High court intervenes in ITC’s trademark suit
The Calcutta High Court ruled last week that it has jurisdiction to decide a trade mark suit moved by ITC Ltd against a cooperative bank in a “nondescript” Kerala town. The name of the bank is Irinjalakuda Town Co-operative Bank, abbreviated as ITC Bank. The corporation with its registered office in Kolkata alleged infringement of its trade mark and accused the bank of trying to pass off its services as that of the big corporation. It asserted that the website of the bank is accessible everywhere and that the cheques or drafts carrying the name "ITC Bank" are being issued and can be encashed at all banks situated within the jurisdiction of the Calcutta High Court. Similarly, the debit cards issued can be used at ATMs everywhere. The bank submitted that the high court could not claim jurisdiction in this case as it operated in Kerala. The high court rejected its defence.
Banker’s gratuity can’t be withheld
The Bombay High Court last week ordered payment of gratuity to a bank employee who was prematurely terminated 20 years ago, alleging financial irregularities. In this case, Nannubhai Desai vs UCO Bank, the court noted that the bank had not issued a show-cause notice to the employee, it had not proved the extent of financial loss and no criminal or civil suit had been filed against him. The court also noted that the Payment of Gratuity Act is a welfare legislation and the employer is not empowered to forfeit gratuity. “Forfeiture of gratuity has serious consequences and any order providing for such forfeiture is a quasi-judicial order. It goes without saying, it must be passed after following principles of natural justice which call for an impartial and fair inquiry after giving adequate notice and affording sufficient opportunity to show cause to the delinquent employee,” the judgment said.

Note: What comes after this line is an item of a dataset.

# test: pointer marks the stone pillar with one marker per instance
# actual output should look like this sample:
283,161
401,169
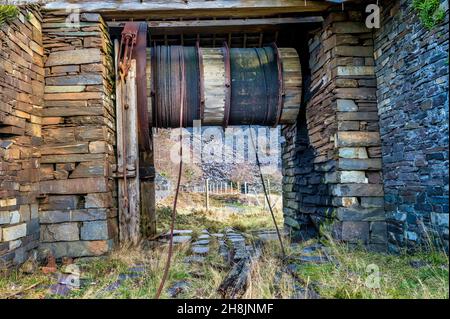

GAIL’s challenge to rules dismissed
The Delhi High Court last week dismissed the petition of Gas Authority of India Ltd (GAIL) challenging a set of regulations dealing with tariff, distribution networks and laying of pipelines passed under the Petroleum and Natural Gas Regulatory Board Act. In this writ petition, GAIL vs Petroleum and Natural Gas Regulatory Board, the public sector undertaking pleaded that 12 tariff orders issued by the board fixing tariff for gas pipelines should be held illegal as the board has no power to do so. The high court rejected the contention.